Nlyte Software, whose data center infrastructure management (DCIM) software is what the company’s chief strategy officer Enzo Greco likened to a “real-time ERP (enterprise resource planning) for the data center,” recently added predictive thermal and power management capabilities using IBM Watson machine learning services to its solution. Watson helps it build a model based on data from sensors, equipment, and application workload information. In many cases, it’s already fairly easy to collect all the data, Greco said, so why not use more of it to your advantage?
Many facilities already have temperature and humidity sensors, real-time operational server data, and power meters. “The data is readily available from almost any modern piece of equipment, whether it’s a UPS or a PDU,” he said. The machine learning system can find hidden patterns and interactions between different systems and endpoints.
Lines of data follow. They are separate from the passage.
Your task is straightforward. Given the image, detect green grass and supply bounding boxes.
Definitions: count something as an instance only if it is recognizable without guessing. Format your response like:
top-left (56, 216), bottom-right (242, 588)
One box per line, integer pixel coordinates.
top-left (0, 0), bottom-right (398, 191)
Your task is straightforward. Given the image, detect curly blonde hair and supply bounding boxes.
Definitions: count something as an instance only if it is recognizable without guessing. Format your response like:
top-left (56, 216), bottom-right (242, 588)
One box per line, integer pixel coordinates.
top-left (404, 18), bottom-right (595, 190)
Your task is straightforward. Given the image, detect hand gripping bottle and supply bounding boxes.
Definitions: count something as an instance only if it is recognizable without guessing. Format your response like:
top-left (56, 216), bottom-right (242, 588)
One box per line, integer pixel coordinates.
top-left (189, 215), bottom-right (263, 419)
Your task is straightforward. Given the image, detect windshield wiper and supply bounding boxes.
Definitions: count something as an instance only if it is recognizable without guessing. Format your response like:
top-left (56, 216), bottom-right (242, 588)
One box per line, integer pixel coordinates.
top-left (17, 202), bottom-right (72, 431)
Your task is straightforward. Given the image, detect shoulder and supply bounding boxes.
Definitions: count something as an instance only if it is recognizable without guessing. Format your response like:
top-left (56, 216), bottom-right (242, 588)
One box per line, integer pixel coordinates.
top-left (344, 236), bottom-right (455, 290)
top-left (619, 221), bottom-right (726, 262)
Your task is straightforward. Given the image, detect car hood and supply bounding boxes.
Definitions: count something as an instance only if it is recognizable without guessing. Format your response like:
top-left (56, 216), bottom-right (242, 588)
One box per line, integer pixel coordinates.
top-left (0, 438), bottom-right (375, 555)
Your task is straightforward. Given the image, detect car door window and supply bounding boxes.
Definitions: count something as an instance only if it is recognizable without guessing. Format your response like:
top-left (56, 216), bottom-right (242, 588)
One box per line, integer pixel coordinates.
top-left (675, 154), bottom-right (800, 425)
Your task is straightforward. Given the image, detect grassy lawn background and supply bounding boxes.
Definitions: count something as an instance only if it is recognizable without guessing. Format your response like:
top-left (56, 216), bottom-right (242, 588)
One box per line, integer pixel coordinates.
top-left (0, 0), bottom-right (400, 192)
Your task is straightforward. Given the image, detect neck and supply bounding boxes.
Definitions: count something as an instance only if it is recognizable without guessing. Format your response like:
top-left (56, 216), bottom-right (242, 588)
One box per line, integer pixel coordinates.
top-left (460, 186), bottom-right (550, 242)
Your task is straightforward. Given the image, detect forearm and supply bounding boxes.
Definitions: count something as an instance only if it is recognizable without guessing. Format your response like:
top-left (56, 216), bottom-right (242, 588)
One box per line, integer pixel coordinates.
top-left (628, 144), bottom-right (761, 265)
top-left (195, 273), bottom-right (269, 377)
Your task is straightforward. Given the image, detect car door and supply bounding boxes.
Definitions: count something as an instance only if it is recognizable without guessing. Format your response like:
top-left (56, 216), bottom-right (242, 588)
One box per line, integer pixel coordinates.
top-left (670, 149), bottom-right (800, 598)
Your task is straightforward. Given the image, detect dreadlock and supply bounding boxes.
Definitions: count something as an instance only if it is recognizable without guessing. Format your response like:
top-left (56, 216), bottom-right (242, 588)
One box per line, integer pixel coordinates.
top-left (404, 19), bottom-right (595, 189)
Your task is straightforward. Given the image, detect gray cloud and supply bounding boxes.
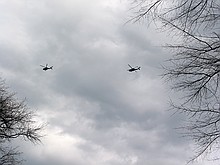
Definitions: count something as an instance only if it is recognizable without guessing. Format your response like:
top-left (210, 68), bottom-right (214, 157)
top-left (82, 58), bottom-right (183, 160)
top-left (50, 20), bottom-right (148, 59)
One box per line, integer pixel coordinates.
top-left (0, 0), bottom-right (217, 165)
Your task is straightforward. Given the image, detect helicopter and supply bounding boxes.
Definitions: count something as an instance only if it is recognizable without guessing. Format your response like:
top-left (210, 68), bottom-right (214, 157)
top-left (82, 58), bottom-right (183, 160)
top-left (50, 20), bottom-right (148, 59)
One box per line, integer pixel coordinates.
top-left (40, 64), bottom-right (53, 71)
top-left (128, 64), bottom-right (141, 72)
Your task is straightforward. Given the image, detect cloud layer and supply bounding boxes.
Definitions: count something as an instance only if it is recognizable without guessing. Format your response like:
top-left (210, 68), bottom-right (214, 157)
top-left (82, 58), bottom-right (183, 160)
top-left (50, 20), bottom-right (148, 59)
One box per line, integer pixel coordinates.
top-left (0, 0), bottom-right (217, 165)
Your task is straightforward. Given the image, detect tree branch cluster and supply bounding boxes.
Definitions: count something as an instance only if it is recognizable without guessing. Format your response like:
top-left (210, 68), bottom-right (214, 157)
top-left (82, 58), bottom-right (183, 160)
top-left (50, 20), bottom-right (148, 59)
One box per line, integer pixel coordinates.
top-left (130, 0), bottom-right (220, 160)
top-left (0, 79), bottom-right (43, 165)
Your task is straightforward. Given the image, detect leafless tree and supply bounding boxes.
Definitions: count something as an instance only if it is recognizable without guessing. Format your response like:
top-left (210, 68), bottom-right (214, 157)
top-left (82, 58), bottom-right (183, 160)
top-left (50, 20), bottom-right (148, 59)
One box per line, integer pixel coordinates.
top-left (0, 79), bottom-right (43, 165)
top-left (129, 0), bottom-right (220, 160)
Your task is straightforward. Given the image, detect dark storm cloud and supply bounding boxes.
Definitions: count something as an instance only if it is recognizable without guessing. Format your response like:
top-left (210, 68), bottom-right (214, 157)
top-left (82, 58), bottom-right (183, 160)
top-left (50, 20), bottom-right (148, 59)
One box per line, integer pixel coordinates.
top-left (0, 0), bottom-right (215, 165)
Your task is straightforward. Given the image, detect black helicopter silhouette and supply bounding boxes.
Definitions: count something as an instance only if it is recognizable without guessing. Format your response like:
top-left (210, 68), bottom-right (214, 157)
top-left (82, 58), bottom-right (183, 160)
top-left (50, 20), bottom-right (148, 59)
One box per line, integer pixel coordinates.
top-left (128, 64), bottom-right (141, 72)
top-left (40, 64), bottom-right (53, 71)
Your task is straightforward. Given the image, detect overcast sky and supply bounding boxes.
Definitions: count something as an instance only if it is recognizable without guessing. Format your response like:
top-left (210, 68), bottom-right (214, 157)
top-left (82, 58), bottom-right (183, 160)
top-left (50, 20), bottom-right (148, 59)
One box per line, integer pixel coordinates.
top-left (0, 0), bottom-right (218, 165)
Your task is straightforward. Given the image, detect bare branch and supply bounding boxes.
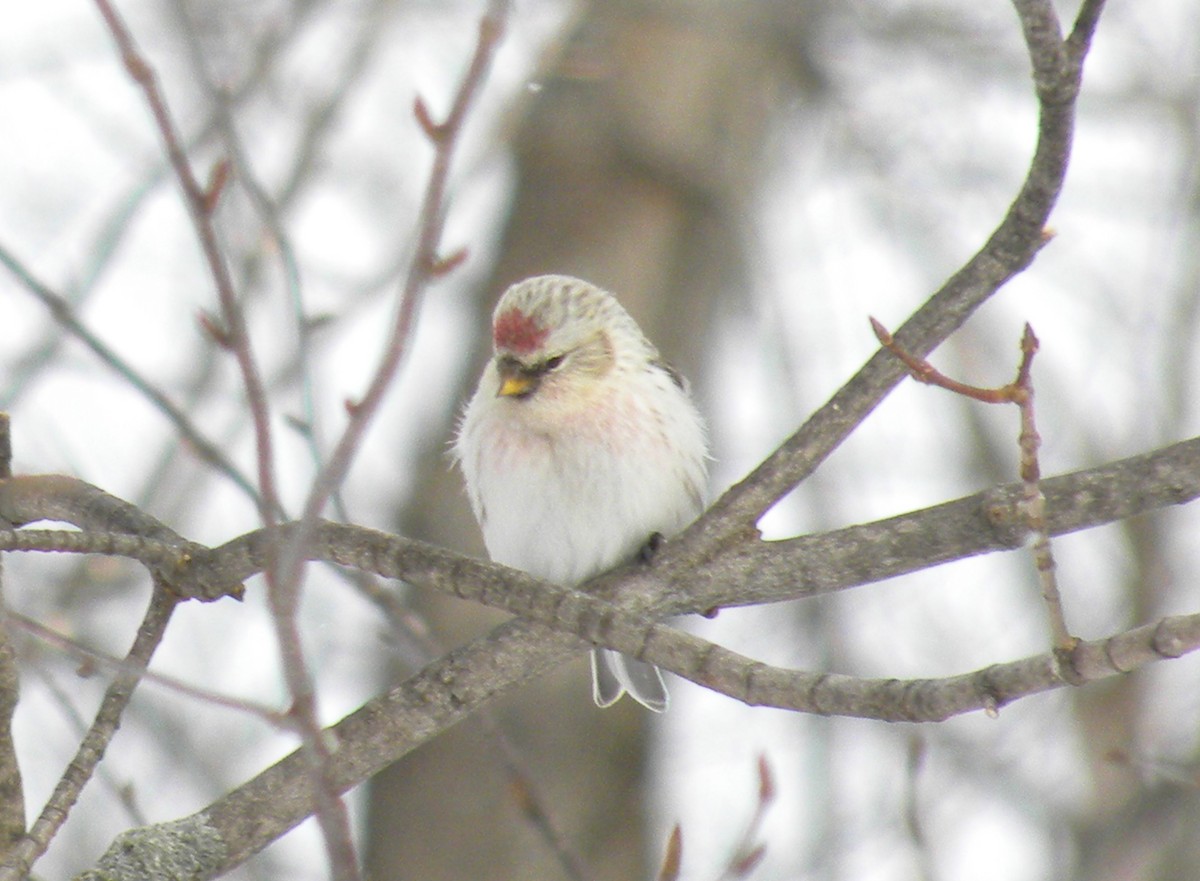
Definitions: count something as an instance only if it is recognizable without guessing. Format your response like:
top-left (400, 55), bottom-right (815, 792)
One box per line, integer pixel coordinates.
top-left (0, 585), bottom-right (179, 881)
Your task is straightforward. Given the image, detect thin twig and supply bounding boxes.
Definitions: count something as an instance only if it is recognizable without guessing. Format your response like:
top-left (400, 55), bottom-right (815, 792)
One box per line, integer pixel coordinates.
top-left (8, 610), bottom-right (284, 731)
top-left (0, 412), bottom-right (25, 856)
top-left (0, 245), bottom-right (262, 513)
top-left (871, 318), bottom-right (1076, 652)
top-left (87, 0), bottom-right (359, 868)
top-left (674, 0), bottom-right (1103, 565)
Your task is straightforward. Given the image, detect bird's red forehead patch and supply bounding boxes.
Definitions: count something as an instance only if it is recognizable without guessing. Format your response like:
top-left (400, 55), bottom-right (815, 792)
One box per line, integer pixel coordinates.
top-left (492, 307), bottom-right (550, 354)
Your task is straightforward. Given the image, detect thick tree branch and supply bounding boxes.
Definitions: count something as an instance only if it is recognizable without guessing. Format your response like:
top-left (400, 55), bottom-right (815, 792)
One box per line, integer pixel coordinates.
top-left (678, 0), bottom-right (1103, 565)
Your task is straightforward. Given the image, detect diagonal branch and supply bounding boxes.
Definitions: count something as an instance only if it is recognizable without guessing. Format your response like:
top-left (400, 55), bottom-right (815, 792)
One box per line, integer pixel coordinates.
top-left (677, 0), bottom-right (1103, 564)
top-left (0, 582), bottom-right (179, 881)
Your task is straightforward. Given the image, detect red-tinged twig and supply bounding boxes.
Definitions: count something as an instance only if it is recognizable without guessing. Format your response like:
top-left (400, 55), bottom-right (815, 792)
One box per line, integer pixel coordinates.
top-left (0, 583), bottom-right (179, 881)
top-left (658, 823), bottom-right (683, 881)
top-left (720, 755), bottom-right (775, 881)
top-left (87, 0), bottom-right (359, 881)
top-left (282, 0), bottom-right (509, 566)
top-left (871, 318), bottom-right (1078, 652)
top-left (673, 0), bottom-right (1104, 561)
top-left (94, 0), bottom-right (280, 526)
top-left (0, 245), bottom-right (260, 513)
top-left (262, 0), bottom-right (509, 868)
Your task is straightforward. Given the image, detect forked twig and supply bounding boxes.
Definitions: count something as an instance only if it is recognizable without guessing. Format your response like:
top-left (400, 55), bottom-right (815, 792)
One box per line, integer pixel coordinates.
top-left (871, 318), bottom-right (1079, 652)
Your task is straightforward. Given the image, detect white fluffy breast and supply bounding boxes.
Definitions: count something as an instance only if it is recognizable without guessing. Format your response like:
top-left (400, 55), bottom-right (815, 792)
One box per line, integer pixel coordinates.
top-left (456, 366), bottom-right (707, 585)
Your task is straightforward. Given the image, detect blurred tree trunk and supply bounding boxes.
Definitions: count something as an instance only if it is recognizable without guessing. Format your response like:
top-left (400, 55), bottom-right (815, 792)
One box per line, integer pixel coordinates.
top-left (367, 1), bottom-right (816, 881)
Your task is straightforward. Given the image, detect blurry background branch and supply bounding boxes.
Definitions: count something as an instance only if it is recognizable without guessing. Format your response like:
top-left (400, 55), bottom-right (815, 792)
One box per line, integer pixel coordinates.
top-left (0, 0), bottom-right (1200, 881)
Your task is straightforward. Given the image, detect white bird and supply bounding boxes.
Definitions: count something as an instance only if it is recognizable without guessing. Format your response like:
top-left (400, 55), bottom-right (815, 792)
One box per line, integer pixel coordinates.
top-left (455, 275), bottom-right (708, 712)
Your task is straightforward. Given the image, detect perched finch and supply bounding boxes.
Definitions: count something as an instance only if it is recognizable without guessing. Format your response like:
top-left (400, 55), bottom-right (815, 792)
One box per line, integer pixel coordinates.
top-left (455, 275), bottom-right (708, 712)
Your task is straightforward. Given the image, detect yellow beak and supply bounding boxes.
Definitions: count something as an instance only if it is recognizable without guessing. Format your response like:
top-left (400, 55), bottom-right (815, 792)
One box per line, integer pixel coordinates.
top-left (496, 373), bottom-right (536, 397)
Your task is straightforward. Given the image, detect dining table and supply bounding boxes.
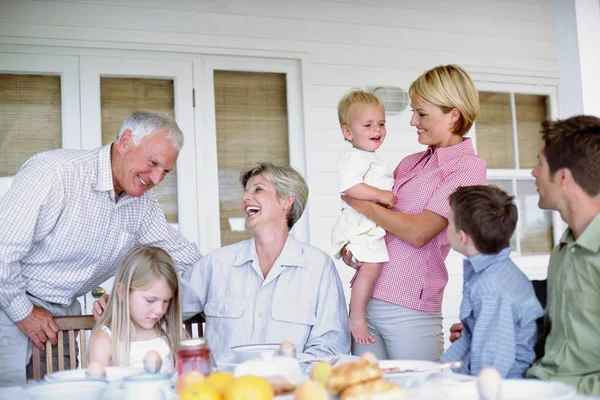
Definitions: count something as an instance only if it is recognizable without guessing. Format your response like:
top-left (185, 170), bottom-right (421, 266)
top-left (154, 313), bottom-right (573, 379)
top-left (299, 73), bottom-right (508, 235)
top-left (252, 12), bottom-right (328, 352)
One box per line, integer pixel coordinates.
top-left (0, 355), bottom-right (600, 400)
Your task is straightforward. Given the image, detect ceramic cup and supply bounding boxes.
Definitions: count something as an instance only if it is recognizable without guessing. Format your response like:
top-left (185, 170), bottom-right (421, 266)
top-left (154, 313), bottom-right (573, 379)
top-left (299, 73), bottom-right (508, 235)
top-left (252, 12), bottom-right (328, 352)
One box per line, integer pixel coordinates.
top-left (123, 374), bottom-right (172, 400)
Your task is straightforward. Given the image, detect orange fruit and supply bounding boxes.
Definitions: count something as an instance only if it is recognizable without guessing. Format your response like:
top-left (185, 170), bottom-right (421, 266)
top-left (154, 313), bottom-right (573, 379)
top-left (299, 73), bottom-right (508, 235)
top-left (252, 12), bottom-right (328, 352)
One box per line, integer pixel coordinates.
top-left (178, 382), bottom-right (221, 400)
top-left (204, 372), bottom-right (235, 394)
top-left (224, 375), bottom-right (273, 400)
top-left (175, 370), bottom-right (204, 393)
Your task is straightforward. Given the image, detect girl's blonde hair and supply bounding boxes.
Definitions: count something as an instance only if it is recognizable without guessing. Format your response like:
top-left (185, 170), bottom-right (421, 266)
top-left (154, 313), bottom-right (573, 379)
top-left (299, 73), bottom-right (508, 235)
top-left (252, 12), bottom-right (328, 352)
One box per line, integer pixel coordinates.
top-left (92, 246), bottom-right (183, 366)
top-left (408, 64), bottom-right (479, 136)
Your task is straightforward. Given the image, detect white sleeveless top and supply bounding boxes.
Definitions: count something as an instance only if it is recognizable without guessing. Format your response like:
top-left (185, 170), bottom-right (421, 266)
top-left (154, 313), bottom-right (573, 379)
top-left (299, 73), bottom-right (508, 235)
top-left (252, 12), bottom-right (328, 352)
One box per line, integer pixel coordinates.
top-left (102, 326), bottom-right (175, 374)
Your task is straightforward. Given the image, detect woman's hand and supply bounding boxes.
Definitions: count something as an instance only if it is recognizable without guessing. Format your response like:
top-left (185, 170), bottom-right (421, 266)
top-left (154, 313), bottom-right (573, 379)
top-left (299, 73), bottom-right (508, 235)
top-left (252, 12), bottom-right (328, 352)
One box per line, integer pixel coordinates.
top-left (341, 246), bottom-right (362, 269)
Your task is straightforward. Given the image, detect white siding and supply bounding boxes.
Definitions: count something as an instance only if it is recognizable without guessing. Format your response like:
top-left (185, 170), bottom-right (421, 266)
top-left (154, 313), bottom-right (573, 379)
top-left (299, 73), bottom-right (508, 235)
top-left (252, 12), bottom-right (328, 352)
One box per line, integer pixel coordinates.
top-left (0, 0), bottom-right (558, 348)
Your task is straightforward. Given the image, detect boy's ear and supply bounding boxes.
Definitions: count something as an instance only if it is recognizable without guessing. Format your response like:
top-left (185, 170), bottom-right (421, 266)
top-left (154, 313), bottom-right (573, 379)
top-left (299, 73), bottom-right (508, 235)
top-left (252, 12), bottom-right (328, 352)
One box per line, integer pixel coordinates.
top-left (458, 229), bottom-right (471, 246)
top-left (342, 125), bottom-right (352, 142)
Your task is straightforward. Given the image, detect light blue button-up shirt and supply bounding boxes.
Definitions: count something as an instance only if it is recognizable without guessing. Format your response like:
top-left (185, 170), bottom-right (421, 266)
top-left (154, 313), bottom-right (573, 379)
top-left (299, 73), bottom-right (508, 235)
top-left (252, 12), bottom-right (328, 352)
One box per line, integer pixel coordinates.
top-left (184, 235), bottom-right (350, 364)
top-left (442, 247), bottom-right (544, 378)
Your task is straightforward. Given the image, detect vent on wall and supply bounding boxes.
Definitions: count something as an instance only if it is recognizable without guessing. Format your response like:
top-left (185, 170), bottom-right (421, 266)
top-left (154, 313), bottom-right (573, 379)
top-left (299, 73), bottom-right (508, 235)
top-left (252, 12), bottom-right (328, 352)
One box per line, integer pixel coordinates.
top-left (369, 86), bottom-right (410, 114)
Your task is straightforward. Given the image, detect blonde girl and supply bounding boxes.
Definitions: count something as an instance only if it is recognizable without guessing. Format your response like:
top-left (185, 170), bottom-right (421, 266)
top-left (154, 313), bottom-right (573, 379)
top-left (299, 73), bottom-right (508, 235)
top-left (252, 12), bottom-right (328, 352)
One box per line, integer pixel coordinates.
top-left (89, 246), bottom-right (183, 373)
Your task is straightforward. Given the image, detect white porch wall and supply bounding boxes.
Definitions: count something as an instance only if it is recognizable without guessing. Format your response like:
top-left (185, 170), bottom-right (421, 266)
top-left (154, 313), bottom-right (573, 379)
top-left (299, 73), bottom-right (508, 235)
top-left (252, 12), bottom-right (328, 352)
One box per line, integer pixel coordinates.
top-left (0, 0), bottom-right (558, 348)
“We’re able to predict, at any point in the future, power anomalies at a server and rack level,” Greco said. In a stable state, a rack may be consuming 10kW, but at some point, it may spike to 15kW. “With enough historical data, you’re able to predict one hour in the future that this particular rack will consume 15kW of electricity.” The spike may be caused by a mechanical issue or an application. “Maybe you’re running SAP in batch mode, maybe your transaction systems are running at peak.”
If you can predict the spike, you can prepare for it by moving workloads, shutting down servers, or doing some preventative maintenance on UPS batteries, he said.
Most Nlyte customers are using the machine learning system to get alerts and understand potential problem areas. The software company is also developing predicted-failure and preventative-maintenance modules. “Power and thermals are extremely good leading indicators for failure prediction,” Greco said. “If you can predict power anomalies, that is a leading indicator that you may have an application issue, or your may have a mechanical issue.”
In addition to detecting anomalies and detecting them faster than human operators can, machine learning can help operators get a clearer picture of electrical infrastructure redundancy in their facilities. “A room may not be as power redundant as it has been designed to be because of, say, drift in operational practices,” Rhonda Ascierto, research VP at Uptime Institute, told us. “It’s about ensuring that each part of the facility is operating as you expect it to be in terms of the redundancy profile, despite the continually changing nature of these facilities.”
Overall machine learning has the potential to change data center availability strategy from a reactive to a proactive one. “A UPS is reactive; it waits until a power failure then fails over,” he explained. “When applications get recovered after a failure, that’s reactive. Becoming proactive means not waiting; it’s saying I will have a problem in the future, lets remediate it now.”